In this project you’ll work with the attendee data for a conference supplied in a CSV file. This data comes from an actual conference, though identifying information has been masked.
The techniques practiced in this lab include:
You’ll need these two source files:
If you haven’t already setup Ruby, visit http://jumpstartlab.com/resources/general/environment/ for instructions.
Go to your command line and enter:
sudo gem install fastercsv sunlightgem install fastercsv sunlightNext open RubyMine and…
Start with this code framework:
require "rubygems"
require "fastercsv"
class JSAttend
attr_accessor :file
attr_accessor :headers
def initialize
puts "JSAttend Initialized."
end
end
jsa = JSAttend.new
In RubyMine, click the RUN menu at the top, then RUN again. Your output should look something like…

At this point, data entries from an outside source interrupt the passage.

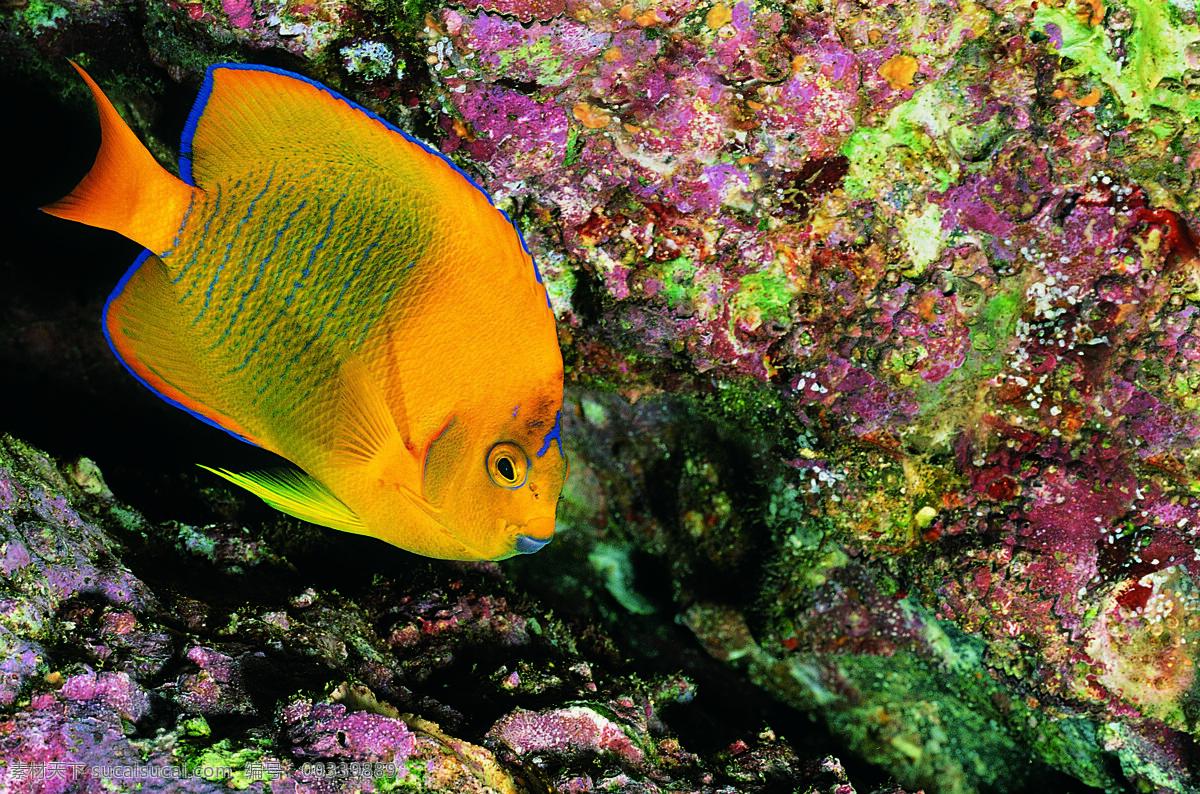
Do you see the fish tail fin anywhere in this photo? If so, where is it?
[42,61,200,254]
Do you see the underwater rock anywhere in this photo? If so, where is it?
[0,437,907,793]
[0,0,1200,793]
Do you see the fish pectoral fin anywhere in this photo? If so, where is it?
[197,464,366,535]
[334,355,412,464]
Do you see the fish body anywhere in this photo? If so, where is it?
[44,65,566,559]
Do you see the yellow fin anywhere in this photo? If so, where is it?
[42,61,200,254]
[197,464,366,535]
[334,356,409,464]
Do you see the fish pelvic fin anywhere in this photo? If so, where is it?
[198,464,367,535]
[42,61,202,254]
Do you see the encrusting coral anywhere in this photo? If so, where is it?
[0,0,1200,792]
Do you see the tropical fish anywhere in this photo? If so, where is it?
[43,64,568,560]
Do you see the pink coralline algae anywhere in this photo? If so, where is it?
[11,0,1200,794]
[281,700,416,764]
[490,706,644,768]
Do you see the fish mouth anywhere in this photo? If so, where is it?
[514,517,554,554]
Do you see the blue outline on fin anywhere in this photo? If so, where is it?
[108,64,552,448]
[100,248,258,447]
[179,64,550,292]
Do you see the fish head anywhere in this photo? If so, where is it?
[424,386,568,560]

JSAttend Initialized. Process finished with exit code 0
CSV files are great for storing and transporting large data sets. They’re most commonly created from Excel spreadsheets, but since a CSV is really just a plain text file, they’re pretty easy to interact with from ANY program. First thing to do is to get an object created for the file. Add this method to your class:
def open_file
filename = "event_attendees.csv"
puts "Trying to open the file with FasterCSV"
@file = FasterCSV.open(filename, {:headers => true, :return_headers => true, :header_converters => :symbol})
@headers = @file.readline
end
Then go into your initialize method and add open_file as the first line. The whole file should now look like this:
require "rubygems"
require "fastercsv"
class JSAttend
attr_accessor :file
attr_accessor :headers
def initialize
open_file
puts "JSAttend Initialized."
end
def open_file
filename = "event_attendees.csv"
puts "Trying to open the file with FasterCSV"
@file = FasterCSV.open(filename, {:headers => true, :return_headers => true, :header_converters => :symbol})
@headers = @file.readline
end
end
jsa = JSAttend.new
Run the program and you should get an error that starts like this:
Trying to open the file with FasterCSV /Library/Ruby/Gems/1.8/gems/fastercsv-1.5.0/lib/faster_csv.rb:1193:in `initialize': No such file or directory - event_attendees.csv (Errno::ENOENT)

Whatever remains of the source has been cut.